In France, the law on bioethics is revised every seven years and citizens are consulted through various initiatives such as local deliberative events, citizen juries, media campaigns, student and teacher initiatives, etc. The outcomes of these engagement initiatives are discussed in parliament, where politicians have to justify why they follow citizens’ opinions or not and which changes they will implement [
25]. In Belgium, an offline citizen forum organised by Sciensano and the KBF resulted in concrete recommendations for the societal use of genomic data, and an organization such as Genomics England includes an Advisory body comprising (relatives of) project participants in its governance structure [
26,
27]. Other options include establishing bodies such as data ethics committees or functions such as data ethics officers that, as explicit part of their remit, provide (various) citizen engagement strategies within research or policy-making procedures.

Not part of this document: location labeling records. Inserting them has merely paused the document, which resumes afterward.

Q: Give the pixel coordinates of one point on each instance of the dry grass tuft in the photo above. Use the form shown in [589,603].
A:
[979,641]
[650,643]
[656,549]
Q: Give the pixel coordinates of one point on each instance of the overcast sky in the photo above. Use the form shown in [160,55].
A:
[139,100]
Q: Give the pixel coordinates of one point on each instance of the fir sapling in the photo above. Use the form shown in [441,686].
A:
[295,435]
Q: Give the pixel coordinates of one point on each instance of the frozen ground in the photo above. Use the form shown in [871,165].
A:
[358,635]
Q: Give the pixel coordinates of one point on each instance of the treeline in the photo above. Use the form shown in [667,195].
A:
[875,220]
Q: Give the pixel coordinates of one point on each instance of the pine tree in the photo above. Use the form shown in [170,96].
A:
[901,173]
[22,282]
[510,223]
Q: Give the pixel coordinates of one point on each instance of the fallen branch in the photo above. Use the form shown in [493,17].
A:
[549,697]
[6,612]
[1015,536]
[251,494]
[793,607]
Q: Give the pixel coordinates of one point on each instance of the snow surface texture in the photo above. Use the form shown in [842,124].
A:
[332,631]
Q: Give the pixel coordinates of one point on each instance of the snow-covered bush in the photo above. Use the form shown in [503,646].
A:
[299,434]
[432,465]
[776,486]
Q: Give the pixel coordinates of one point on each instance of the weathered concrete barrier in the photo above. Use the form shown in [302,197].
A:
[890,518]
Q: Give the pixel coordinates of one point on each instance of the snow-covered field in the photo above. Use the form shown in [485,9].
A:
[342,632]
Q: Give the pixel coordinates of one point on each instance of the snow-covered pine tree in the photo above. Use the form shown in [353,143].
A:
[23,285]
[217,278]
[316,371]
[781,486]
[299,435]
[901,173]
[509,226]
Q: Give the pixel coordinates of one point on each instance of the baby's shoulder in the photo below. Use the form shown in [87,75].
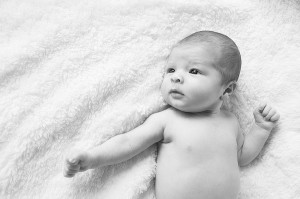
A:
[231,117]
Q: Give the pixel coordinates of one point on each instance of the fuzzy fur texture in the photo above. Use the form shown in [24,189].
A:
[76,73]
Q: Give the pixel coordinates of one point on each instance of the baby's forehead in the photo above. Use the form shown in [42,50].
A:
[190,53]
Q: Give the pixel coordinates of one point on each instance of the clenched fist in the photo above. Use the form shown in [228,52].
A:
[266,116]
[76,161]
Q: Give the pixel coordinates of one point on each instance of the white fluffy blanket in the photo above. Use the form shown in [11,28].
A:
[76,73]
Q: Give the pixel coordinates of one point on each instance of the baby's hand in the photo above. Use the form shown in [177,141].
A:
[265,116]
[76,161]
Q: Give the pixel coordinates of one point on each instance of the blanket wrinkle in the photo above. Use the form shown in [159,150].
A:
[73,74]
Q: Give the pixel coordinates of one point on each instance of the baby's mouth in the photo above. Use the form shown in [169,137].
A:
[175,92]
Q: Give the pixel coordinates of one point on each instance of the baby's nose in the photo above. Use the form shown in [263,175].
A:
[177,78]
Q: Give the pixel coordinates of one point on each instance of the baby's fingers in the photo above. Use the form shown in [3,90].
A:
[270,114]
[275,117]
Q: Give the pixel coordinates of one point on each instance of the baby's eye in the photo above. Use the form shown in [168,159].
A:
[170,70]
[195,71]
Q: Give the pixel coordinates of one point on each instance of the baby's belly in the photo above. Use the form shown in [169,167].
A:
[180,176]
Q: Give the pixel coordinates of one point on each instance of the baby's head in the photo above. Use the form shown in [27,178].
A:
[200,70]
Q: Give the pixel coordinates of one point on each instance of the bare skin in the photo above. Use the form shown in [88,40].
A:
[198,157]
[200,145]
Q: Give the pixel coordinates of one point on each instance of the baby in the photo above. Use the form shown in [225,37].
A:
[200,145]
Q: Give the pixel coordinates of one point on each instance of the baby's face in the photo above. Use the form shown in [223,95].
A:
[190,74]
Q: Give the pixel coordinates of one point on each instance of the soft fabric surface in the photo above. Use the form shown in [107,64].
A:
[76,73]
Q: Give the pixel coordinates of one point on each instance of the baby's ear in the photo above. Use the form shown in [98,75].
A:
[230,88]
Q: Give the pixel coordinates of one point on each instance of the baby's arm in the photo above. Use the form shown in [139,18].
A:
[119,148]
[250,146]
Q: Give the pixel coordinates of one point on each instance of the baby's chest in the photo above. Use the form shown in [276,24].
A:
[201,136]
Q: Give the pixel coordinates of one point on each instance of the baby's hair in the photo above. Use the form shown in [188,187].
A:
[230,63]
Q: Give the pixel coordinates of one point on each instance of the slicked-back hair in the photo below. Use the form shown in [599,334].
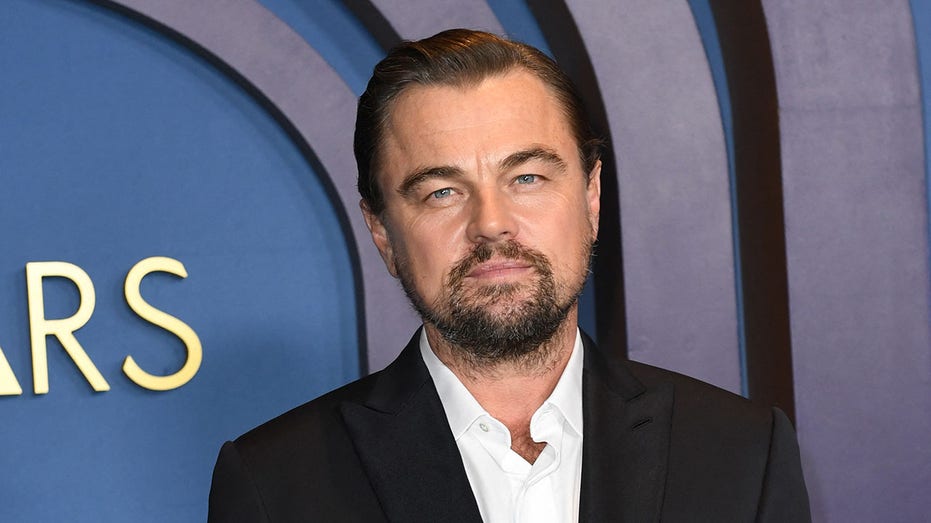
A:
[458,58]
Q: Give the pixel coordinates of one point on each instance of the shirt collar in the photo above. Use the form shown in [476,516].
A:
[462,409]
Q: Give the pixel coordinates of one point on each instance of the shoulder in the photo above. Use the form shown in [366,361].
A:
[314,421]
[702,401]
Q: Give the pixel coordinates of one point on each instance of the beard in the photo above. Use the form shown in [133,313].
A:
[492,323]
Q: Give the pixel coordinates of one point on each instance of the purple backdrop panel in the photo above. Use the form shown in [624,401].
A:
[284,68]
[673,183]
[857,254]
[421,18]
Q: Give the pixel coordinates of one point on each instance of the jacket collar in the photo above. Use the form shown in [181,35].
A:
[410,456]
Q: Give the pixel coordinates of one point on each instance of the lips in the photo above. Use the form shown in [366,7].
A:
[499,268]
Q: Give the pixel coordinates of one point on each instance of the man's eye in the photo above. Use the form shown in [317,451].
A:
[441,193]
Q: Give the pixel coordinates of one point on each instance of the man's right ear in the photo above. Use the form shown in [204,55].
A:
[380,236]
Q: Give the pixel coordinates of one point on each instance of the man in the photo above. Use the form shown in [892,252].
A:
[480,185]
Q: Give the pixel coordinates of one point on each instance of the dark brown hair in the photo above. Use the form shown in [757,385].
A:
[457,57]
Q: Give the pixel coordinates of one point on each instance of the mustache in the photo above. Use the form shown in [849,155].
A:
[510,249]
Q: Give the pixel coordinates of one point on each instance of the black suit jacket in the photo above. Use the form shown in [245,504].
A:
[657,446]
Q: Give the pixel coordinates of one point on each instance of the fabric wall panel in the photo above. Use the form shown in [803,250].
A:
[312,98]
[673,185]
[856,245]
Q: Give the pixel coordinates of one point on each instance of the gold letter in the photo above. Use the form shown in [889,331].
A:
[8,384]
[163,320]
[63,329]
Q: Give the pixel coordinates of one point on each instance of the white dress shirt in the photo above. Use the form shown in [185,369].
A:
[506,487]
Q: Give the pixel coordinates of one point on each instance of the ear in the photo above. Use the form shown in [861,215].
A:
[593,193]
[379,236]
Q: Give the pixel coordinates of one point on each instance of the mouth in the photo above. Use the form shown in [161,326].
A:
[500,269]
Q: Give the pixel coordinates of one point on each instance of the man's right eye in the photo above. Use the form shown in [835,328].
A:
[441,193]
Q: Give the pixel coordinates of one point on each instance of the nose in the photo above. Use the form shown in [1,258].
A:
[492,218]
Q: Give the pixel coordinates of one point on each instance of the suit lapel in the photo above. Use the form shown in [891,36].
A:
[406,448]
[626,442]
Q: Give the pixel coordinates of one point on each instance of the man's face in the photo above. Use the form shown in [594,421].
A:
[489,218]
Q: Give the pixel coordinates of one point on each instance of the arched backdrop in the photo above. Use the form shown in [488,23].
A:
[765,224]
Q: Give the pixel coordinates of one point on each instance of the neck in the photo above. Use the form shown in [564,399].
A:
[511,391]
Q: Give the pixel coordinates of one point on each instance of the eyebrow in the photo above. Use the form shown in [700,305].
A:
[543,154]
[419,176]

Every engagement strategy has its advantages and disadvantages, yet the fact that some funding bodies make public involvement a requirement to obtain grants suggests that its added value becomes increasingly recognised [
28]. One of the key points in offering various engagement strategies and this from the outset of developing a governance framework for secondary use, is that it allows citizens to determine themselves which role they want to play in this framework, instead of nudging them a posteriori towards a socially desired role or contribution. For example, generally promoting ‘data altruism’ while a substantial proportion of the population would not agree to share its data with governmental institutions to support health related policy making (cf. supra, the results of the survey of the KBF [
15]) will not realise the pursued aim of societal trust in secondary use. Instead, citizens should be offered various options to collaborate and diverse opportunities to indicate whether, how, and under which conditions they would trust the secondary use of health data and the corresponding framework. This strategy holds the risk of citizens indicating that they do not agree with preconceived notions, established practices, or traditional values regarding secondary use (such as data altruism) or that they do not want to be involved in health data governance or only want to play a minor role. However, truly respecting citizens’ input implies the responsibility to share divergent views as well as the possibility to choose not to be involved in a governance structure or its further implementation and this without suffering any consequences.